Chromatin is the in vivo target site for neocarzinostatin, a DNA strand scission antitumor drug. The effect of neocarzinostatin and its active chromophore component on HeLa cell chromatin is described here. Chromatin consisting of a mixture of mono-, di-, tri- and larger nucleosome fragments is prepared by micrococcal nuclease digestion of HeLa cell nuclei. Drug-induced conversion of chromatin to smaller sized fragments is measured by electrophoresis of the DNA on non-denaturing 4% polyacrylamide gels. Chromatin breakdown measured under these conditions is double-stranded in nature. In the presence of 2 mM dithiothreitol, neocarzinostatin causes degradation of large chromatin fragments and a loss of distinct nucleosome peaks. Detection of chromatin breakdown by neocarzinostatin is dependent upon the concentration of chromatin in the assay. When chromatin is increased from 14 to 70 micrograms/ml, changes in the larger fragments caused by 100 micrograms/ml neocarzinostatin become less obvious are are almost undetectable at 140 micrograms/ml chromatin. No change is observed when chromatin is treated with either neocarzinostatin or its chromophore in the absence of dithiothreitol.

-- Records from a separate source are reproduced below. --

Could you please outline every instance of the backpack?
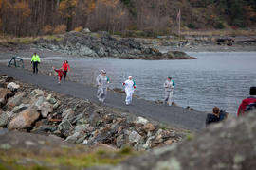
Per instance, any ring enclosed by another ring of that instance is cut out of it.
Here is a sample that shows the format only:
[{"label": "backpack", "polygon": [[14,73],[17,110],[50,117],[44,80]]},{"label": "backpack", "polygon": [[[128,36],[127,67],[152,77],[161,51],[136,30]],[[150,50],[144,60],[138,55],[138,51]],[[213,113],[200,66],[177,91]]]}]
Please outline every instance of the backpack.
[{"label": "backpack", "polygon": [[245,112],[248,112],[248,111],[255,110],[255,109],[256,109],[256,102],[249,103],[248,105],[247,105]]}]

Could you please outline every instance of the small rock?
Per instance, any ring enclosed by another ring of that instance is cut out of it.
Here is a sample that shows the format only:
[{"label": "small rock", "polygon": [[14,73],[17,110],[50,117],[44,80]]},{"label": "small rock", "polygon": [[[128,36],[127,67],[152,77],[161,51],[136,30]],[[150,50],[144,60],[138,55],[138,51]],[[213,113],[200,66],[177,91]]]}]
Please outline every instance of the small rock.
[{"label": "small rock", "polygon": [[33,97],[44,96],[44,92],[40,89],[35,89],[30,93]]},{"label": "small rock", "polygon": [[6,112],[0,111],[0,128],[6,127],[8,124],[9,116]]},{"label": "small rock", "polygon": [[25,92],[19,93],[15,94],[13,97],[9,98],[8,100],[8,108],[12,109],[15,106],[18,106],[21,104],[23,97],[26,95]]},{"label": "small rock", "polygon": [[14,107],[12,110],[12,112],[13,113],[21,112],[25,110],[26,109],[29,108],[30,106],[31,106],[30,104],[21,104],[19,106]]},{"label": "small rock", "polygon": [[9,144],[0,144],[0,149],[9,150],[9,149],[11,149],[11,145]]},{"label": "small rock", "polygon": [[154,131],[155,129],[155,127],[151,123],[147,123],[146,125],[144,125],[143,129],[145,131]]},{"label": "small rock", "polygon": [[20,85],[14,83],[14,82],[11,82],[11,83],[8,84],[7,88],[9,89],[11,92],[14,92],[20,88]]},{"label": "small rock", "polygon": [[131,134],[129,135],[129,141],[131,143],[138,143],[140,139],[141,136],[136,131],[132,131]]},{"label": "small rock", "polygon": [[40,114],[36,110],[28,108],[14,117],[9,124],[9,129],[27,128],[39,118]]},{"label": "small rock", "polygon": [[42,117],[46,118],[53,111],[53,107],[48,102],[44,102],[40,110]]}]

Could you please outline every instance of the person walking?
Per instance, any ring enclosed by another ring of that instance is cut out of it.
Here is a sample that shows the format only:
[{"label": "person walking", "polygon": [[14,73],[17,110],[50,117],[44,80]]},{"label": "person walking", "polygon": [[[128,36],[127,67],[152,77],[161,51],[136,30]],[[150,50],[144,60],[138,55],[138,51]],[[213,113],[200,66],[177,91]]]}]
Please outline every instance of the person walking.
[{"label": "person walking", "polygon": [[32,56],[31,63],[33,64],[33,74],[38,74],[38,64],[40,64],[40,57],[36,53]]},{"label": "person walking", "polygon": [[130,105],[133,100],[133,94],[136,89],[136,82],[133,80],[133,77],[131,76],[128,76],[128,79],[122,83],[122,85],[125,87],[125,103],[126,105]]},{"label": "person walking", "polygon": [[164,88],[165,88],[165,99],[164,99],[164,104],[168,104],[169,106],[172,106],[172,98],[173,98],[173,94],[174,94],[174,89],[175,88],[175,83],[172,79],[171,76],[168,76],[165,83],[164,83]]},{"label": "person walking", "polygon": [[68,61],[65,60],[63,64],[63,71],[64,71],[64,81],[65,81],[66,74],[67,72],[70,72],[70,66],[68,64]]},{"label": "person walking", "polygon": [[99,101],[103,103],[106,99],[107,88],[109,84],[109,78],[106,76],[106,71],[101,71],[101,74],[96,78],[96,83],[98,86],[97,98]]},{"label": "person walking", "polygon": [[59,70],[58,69],[55,69],[54,67],[52,67],[52,69],[58,73],[58,84],[61,85],[61,82],[62,82],[62,77],[64,76],[64,71],[62,68],[60,68]]}]

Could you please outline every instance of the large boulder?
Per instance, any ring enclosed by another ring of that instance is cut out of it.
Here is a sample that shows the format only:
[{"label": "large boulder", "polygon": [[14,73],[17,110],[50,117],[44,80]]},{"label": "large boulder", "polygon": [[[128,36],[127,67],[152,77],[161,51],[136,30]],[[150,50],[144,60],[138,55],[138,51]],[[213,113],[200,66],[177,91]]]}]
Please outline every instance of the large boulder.
[{"label": "large boulder", "polygon": [[8,108],[12,109],[15,106],[18,106],[21,104],[23,97],[26,95],[25,92],[16,94],[13,97],[9,98],[8,100]]},{"label": "large boulder", "polygon": [[0,111],[0,128],[7,126],[9,116],[6,112]]},{"label": "large boulder", "polygon": [[42,117],[46,118],[53,111],[53,107],[49,102],[44,102],[40,108]]},{"label": "large boulder", "polygon": [[[256,166],[256,110],[210,126],[178,145],[152,150],[116,167],[94,170],[251,170]],[[143,163],[141,163],[143,162]]]},{"label": "large boulder", "polygon": [[7,103],[8,97],[11,94],[9,89],[0,88],[0,107]]},{"label": "large boulder", "polygon": [[14,117],[9,124],[9,129],[26,129],[30,128],[35,121],[39,118],[40,113],[32,109],[28,108],[24,111],[20,112]]},{"label": "large boulder", "polygon": [[11,83],[8,84],[7,88],[9,89],[11,92],[14,92],[20,88],[20,85],[14,83],[14,82],[11,82]]}]

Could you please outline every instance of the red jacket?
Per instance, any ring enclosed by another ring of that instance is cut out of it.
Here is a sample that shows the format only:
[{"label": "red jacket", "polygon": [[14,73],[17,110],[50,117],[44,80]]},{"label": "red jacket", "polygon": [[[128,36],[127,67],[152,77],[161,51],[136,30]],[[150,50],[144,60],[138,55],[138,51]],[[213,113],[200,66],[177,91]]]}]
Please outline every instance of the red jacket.
[{"label": "red jacket", "polygon": [[54,69],[54,71],[58,73],[58,76],[62,76],[64,75],[64,71],[63,70]]},{"label": "red jacket", "polygon": [[248,97],[248,98],[244,99],[238,108],[237,116],[244,114],[247,106],[254,102],[256,102],[256,97]]},{"label": "red jacket", "polygon": [[67,71],[67,69],[68,69],[68,71],[70,71],[70,66],[68,65],[68,63],[64,63],[63,69],[64,69],[64,71]]}]

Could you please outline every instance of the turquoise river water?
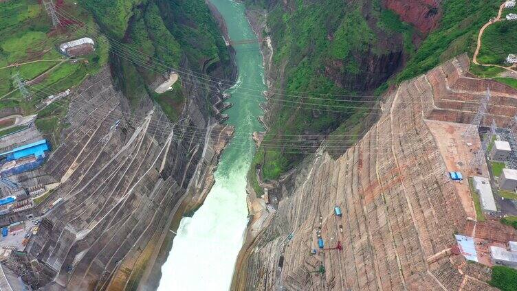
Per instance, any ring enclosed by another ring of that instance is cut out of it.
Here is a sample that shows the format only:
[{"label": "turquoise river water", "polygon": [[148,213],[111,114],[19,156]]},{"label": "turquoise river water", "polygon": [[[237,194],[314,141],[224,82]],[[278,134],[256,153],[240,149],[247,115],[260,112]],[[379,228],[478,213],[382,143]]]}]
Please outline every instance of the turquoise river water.
[{"label": "turquoise river water", "polygon": [[[244,5],[231,0],[210,0],[226,21],[233,41],[256,38]],[[204,204],[192,218],[182,219],[167,261],[162,267],[159,290],[228,290],[248,223],[246,173],[255,151],[251,138],[263,128],[261,91],[264,68],[258,45],[236,45],[239,78],[228,90],[233,106],[225,113],[235,126],[234,138],[225,149],[215,172],[216,182]],[[249,89],[252,88],[254,91]]]}]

For detectable levels of chromatin degradation, 10 micrograms/ml neocarzinostatin is required compared to only 2.5 microgram/ml chromosome (expressed in microgram equivalent neocarzinostatin). Such degradation also occurs more rapidly with chromophore than with neocarzinostatin. Digestion of chromatin with neocarzinostatin continues for at least 30 min at 37 degrees C, while similar degradation caused by chromophore is complete in 1 min. Neocarzinostatin levels which actively degrade isolated chromatin can also effect release of soluble chromatin from intact nuclei. The released chromatin can serve as a substrate for micrococcal nuclease digestion. Such chromatin studies should prove useful in characterizing the mechanism of action of DNA reactive drugs such as neocarzinostatin.